At least 30,000 people participated in the Jerusalem Day parade known as the Dance of the Flags, which led to some clashes between marchers and counter-protesters.
The route went in part through eastern Jerusalem before entering the Old City of Jerusalem through the Damascus and Jaffa gates and ending at the Western Wall, where participants sang and danced.
Hundreds of police and security personnel were deployed throughout the city for Sunday's Jerusalem Day festivities.
Some of the marchers chanted anti-Muslim epithets. Police arrested at least 10 Jewish marchers for racist chants and five Palestinians for throwing things at the marchers.
At the state ceremony marking Jerusalem Day, Prime Minister Benjamin Netanyahu pledged never to divide Jerusalem.

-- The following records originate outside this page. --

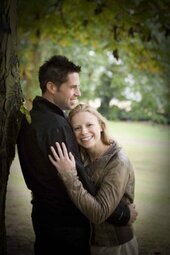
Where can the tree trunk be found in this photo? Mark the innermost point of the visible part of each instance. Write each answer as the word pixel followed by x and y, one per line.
pixel 10 101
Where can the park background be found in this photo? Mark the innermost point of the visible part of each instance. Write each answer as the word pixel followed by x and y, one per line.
pixel 123 49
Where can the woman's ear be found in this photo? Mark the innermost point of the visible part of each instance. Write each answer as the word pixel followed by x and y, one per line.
pixel 51 87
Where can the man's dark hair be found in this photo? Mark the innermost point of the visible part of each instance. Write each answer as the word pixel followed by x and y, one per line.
pixel 56 70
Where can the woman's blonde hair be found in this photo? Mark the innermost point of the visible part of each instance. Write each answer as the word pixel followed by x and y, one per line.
pixel 102 120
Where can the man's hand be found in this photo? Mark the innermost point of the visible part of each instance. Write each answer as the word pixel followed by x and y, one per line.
pixel 133 213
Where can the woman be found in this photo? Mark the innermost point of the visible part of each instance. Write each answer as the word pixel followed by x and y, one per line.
pixel 112 173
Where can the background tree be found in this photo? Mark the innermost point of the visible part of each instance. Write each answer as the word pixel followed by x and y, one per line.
pixel 10 100
pixel 136 32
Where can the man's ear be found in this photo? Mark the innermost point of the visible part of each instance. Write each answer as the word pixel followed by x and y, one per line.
pixel 51 87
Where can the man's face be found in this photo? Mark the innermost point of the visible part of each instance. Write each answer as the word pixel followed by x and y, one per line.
pixel 66 96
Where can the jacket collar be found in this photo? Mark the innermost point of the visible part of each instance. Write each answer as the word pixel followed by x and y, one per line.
pixel 42 103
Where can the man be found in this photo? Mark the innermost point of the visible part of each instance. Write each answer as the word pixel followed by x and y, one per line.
pixel 60 228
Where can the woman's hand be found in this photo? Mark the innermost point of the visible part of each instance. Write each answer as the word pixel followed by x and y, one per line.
pixel 62 160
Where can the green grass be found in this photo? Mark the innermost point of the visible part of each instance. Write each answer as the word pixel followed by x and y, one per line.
pixel 148 147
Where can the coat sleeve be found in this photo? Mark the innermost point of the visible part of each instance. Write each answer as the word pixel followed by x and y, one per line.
pixel 113 187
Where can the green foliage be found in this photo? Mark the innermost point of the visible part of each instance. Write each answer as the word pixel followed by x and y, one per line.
pixel 112 41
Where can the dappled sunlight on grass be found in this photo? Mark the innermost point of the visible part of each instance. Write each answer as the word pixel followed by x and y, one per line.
pixel 148 147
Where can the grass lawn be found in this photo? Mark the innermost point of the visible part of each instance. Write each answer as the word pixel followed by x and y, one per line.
pixel 148 147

"Israel without Jerusalem is like a body with a weak heart. Never again will our heart be divided," he said. "A nation willing to sacrifice its heart would convince its enemies it has no desire to fight for anything. Jewish history has changed forever. The divided city has been united and will stay that way."

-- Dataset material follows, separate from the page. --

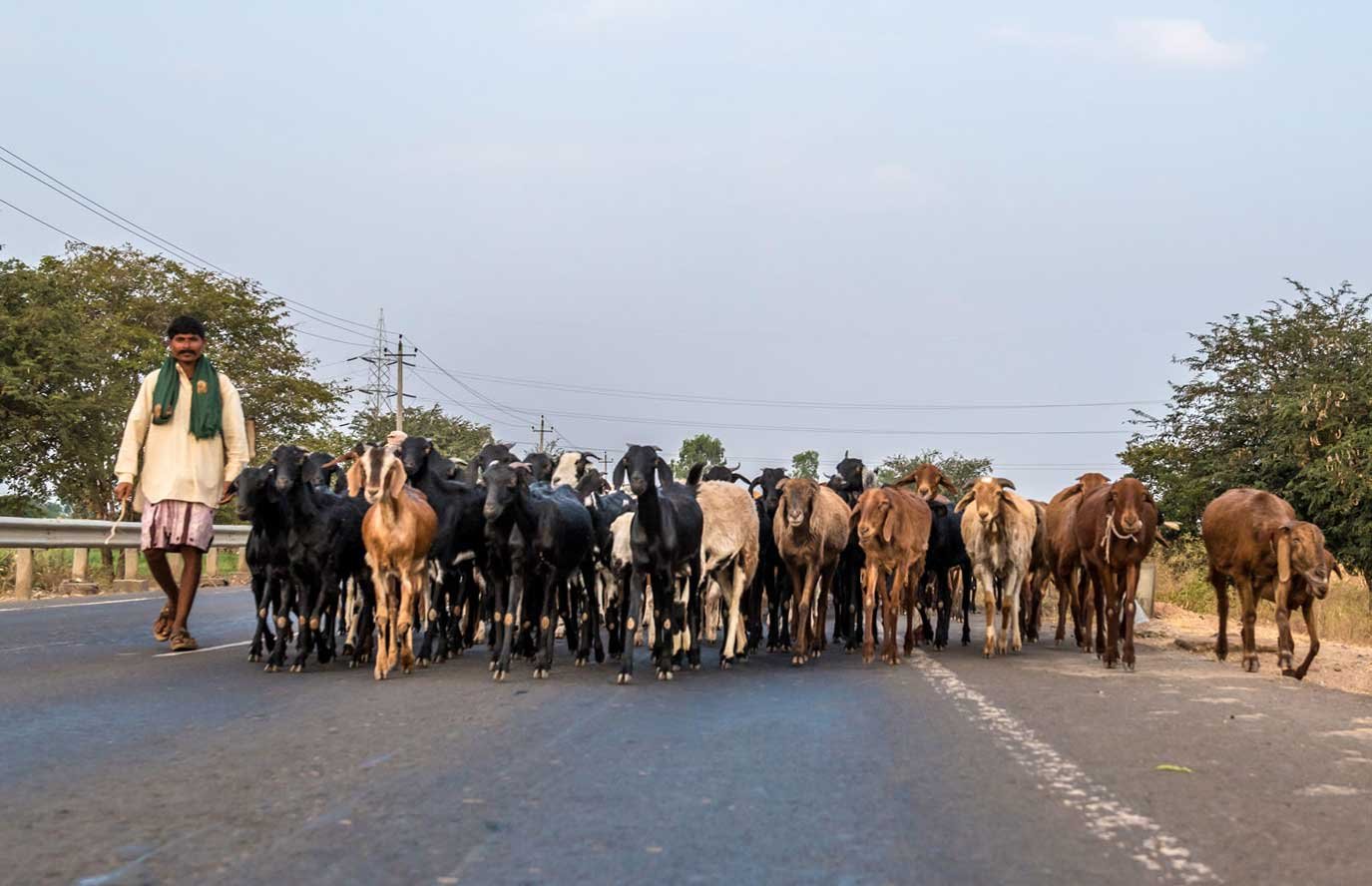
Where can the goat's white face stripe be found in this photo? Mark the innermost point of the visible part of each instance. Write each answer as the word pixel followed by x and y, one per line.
pixel 1106 817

Meanwhile, a Palestinian man attempted to stab an Israeli soldier guarding a Jerusalem Day event.
The attack occurred Sunday morning at the Gush Etzion junction in the West Bank, where a bicycle trip was passing. The assailant was seriously injured during his capture.

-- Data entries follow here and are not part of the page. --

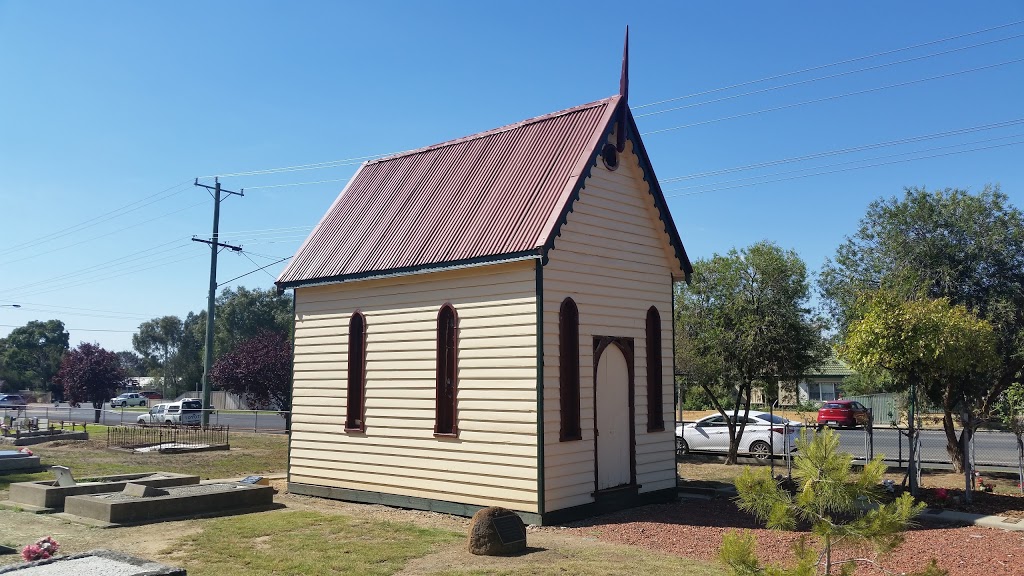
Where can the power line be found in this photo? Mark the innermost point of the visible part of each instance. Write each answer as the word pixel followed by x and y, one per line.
pixel 147 254
pixel 111 277
pixel 830 76
pixel 821 67
pixel 119 231
pixel 86 310
pixel 360 159
pixel 298 183
pixel 314 166
pixel 827 98
pixel 842 170
pixel 65 313
pixel 97 219
pixel 79 329
pixel 253 271
pixel 838 152
pixel 850 162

Events were planned all day throughout Jerusalem to mark the 45th anniversary of the city's reunification.
Israeli lawmakers Michael Ben Ari and Uri Ariel of the right-wing National Union Party led a group of 20 on a tour of the Temple Mount Sunday morning. Ben-Ari and several other participants reportedly attempted to kneel in prayer at the site and were stopped by police. The tour's leader was arrested during a confrontation with police over the stopped prayers.
Palestinian religious leaders in Jerusalem called on followers to confront Jews celebrating Jerusalem Day in the capital and warned that the Jews would try to storm the Temple Mount and attack Muslims.
Meanwhile, Israel's Cabinet on Sunday approved a series of plans to strengthen the city of Jerusalem and advance its economic, tourist and social development. The Cabinet was holding its regular weekly on Ammunition Hill, a former military post in eastern Jerusalem and the site of one of the 1967 Six-Day War's fiercest battles.
The Cabinet decided to build residential developments in the city for those serving in the Israel Defense Forces and Israel Police, which will both speed residential construction and attract a strong population to the city, according to the Prime Minister's Office.
It also approved an allocation of nearly $1 million to develop public and tourist spaces in Jerusalem over the next six years.
"The decisions that we are making today will continue this government's considerable investments in Jerusalem in recent years, the results of which we already see today," Netanyahu said at the meeting. "These investments will help give expression to Jerusalem's vast potential as a focus for global tourism, and will greatly contribute to the development and strength of Israel's capital."